Correlation Between Sage Potash and Cardinal Energy
Can any of the company-specific risk be diversified away by investing in both Sage Potash and Cardinal Energy at the same time? Although using a correlation coefficient on its own may not help to predict future stock returns, this module helps to understand the diversifiable risk of combining Sage Potash and Cardinal Energy into the same portfolio, which is an essential part of the fundamental portfolio management process.
By analyzing existing cross correlation between Sage Potash Corp and Cardinal Energy, you can compare the effects of market volatilities on Sage Potash and Cardinal Energy and check how they will diversify away market risk if combined in the same portfolio for a given time horizon. You can also utilize pair trading strategies of matching a long position in Sage Potash with a short position of Cardinal Energy. Check out your portfolio center. Please also check ongoing floating volatility patterns of Sage Potash and Cardinal Energy.
Diversification Opportunities for Sage Potash and Cardinal Energy
-0.45 | Correlation Coefficient |
Very good diversification
The 3 months correlation between Sage and Cardinal is -0.45. Overlapping area represents the amount of risk that can be diversified away by holding Sage Potash Corp and Cardinal Energy in the same portfolio, assuming nothing else is changed. The correlation between historical prices or returns on Cardinal Energy and Sage Potash is a relative statistical measure of the degree to which these equity instruments tend to move together. The correlation coefficient measures the extent to which returns on Sage Potash Corp are associated (or correlated) with Cardinal Energy. Values of the correlation coefficient range from -1 to +1, where. The correlation of zero (0) is possible when the price movement of Cardinal Energy has no effect on the direction of Sage Potash i.e., Sage Potash and Cardinal Energy go up and down completely randomly.
Pair Corralation between Sage Potash and Cardinal Energy
Assuming the 90 days trading horizon Sage Potash is expected to generate 2.01 times less return on investment than Cardinal Energy. In addition to that, Sage Potash is 5.03 times more volatile than Cardinal Energy. It trades about 0.0 of its total potential returns per unit of risk. Cardinal Energy is currently generating about 0.03 per unit of volatility. If you would invest 585.00 in Cardinal Energy on August 28, 2024 and sell it today you would earn a total of 83.00 from holding Cardinal Energy or generate 14.19% return on investment over 90 days.
Time Period | 3 Months [change] |
Direction | Moves Against |
Strength | Very Weak |
Accuracy | 89.08% |
Values | Daily Returns |
Sage Potash Corp vs. Cardinal Energy
Performance |
Timeline |
Sage Potash Corp |
Cardinal Energy |
Sage Potash and Cardinal Energy Volatility Contrast
Predicted Return Density |
Returns |
Pair Trading with Sage Potash and Cardinal Energy
The main advantage of trading using opposite Sage Potash and Cardinal Energy positions is that it hedges away some unsystematic risk. Because of two separate transactions, even if Sage Potash position performs unexpectedly, Cardinal Energy can make up some of the losses. Pair trading also minimizes risk from directional movements in the market. For example, if an entire industry or sector drops because of unexpected headlines, the short position in Cardinal Energy will offset losses from the drop in Cardinal Energy's long position.Sage Potash vs. Uniteds Limited | Sage Potash vs. E L Financial Corp | Sage Potash vs. Canadian General Investments | Sage Potash vs. Clairvest Group |
Cardinal Energy vs. Tamarack Valley Energy | Cardinal Energy vs. Gear Energy | Cardinal Energy vs.

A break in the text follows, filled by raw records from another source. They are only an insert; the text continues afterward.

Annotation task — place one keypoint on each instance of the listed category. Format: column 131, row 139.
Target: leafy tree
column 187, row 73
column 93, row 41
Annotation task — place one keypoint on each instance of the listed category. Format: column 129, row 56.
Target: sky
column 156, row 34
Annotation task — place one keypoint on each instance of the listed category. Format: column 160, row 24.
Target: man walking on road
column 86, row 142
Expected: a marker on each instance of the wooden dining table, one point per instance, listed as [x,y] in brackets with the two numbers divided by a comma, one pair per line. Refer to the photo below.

Whitecap Resources | Cardinal Energy vs. Athabasca Oil Corp |
Check out your portfolio center.Note that this page's information should be used as a complementary analysis to find the right mix of equity instruments to add to your existing portfolios or create a brand new portfolio. You can also try the Instant Ratings module to determine any equity ratings based on digital recommendations. Macroaxis instant equity ratings are based on combination of fundamental analysis and risk-adjusted market performance.